Brave Search launched on Tuesday for prospective users as a private alternative to engines like Bing and Google, and as a competitor to privacy engines like DuckDuckGo.

Brave Private Search

Announced in March, Brave acquired Tailcat and set out to make its own branded search engine. The team says over 100,000 people signed up for the preview and early testing. It’s available in beta on all Brave browsers via desktop, iOS, and Android, and at Search.brave.com.
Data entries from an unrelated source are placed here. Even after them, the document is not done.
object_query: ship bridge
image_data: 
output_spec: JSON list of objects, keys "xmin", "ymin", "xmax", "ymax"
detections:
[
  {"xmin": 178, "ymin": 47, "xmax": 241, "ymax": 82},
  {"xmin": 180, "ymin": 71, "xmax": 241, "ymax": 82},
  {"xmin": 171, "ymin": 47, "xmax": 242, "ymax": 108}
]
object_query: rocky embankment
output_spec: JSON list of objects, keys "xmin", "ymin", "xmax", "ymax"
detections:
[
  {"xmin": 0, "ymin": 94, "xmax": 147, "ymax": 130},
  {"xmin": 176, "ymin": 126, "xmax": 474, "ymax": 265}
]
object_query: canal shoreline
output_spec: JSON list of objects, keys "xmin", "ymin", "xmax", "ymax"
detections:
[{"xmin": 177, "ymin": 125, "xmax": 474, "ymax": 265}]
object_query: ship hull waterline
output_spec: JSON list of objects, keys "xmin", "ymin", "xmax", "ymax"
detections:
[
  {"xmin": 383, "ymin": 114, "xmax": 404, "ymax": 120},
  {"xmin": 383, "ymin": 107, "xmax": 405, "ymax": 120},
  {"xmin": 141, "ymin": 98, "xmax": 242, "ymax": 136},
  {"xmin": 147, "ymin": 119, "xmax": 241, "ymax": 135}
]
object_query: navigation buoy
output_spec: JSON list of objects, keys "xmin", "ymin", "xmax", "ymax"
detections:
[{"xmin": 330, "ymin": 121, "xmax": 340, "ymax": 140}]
Brave says its search engine is based on seven principles:

  1. Privacy: no tracking or profiling of users.
  2. User-first: the user comes first, not the advertising and data industries.
  3. Independence: Brave has its own search index for answering common queries privately without reliance on other providers.
  4. Choice: soon, options for ad-free paid search and ad-supported search.
  5. Transparency: no secret methods or algorithms to bias results, and soon, community-curated open ranking models to ensure diversity and prevent algorithmic biases and outright censorship.
  6. Seamlessness: best-in-class integration between the browser and search without compromising privacy, from personalization to instant results as the user types.
  7. Openness: Brave Search will soon be available to power other search engines.

Additionally, Brave says:

Brave Search is also introducing the industry’s first search independence metric, displaying the ratio of results coming exclusively from Brave’s index. It is derived privately using the user’s browser as we do not build user profiles.

Brave Search is not displaying ads during this early part of the beta phase, but will offer options for both ad-free paid search and ad-supported free search later.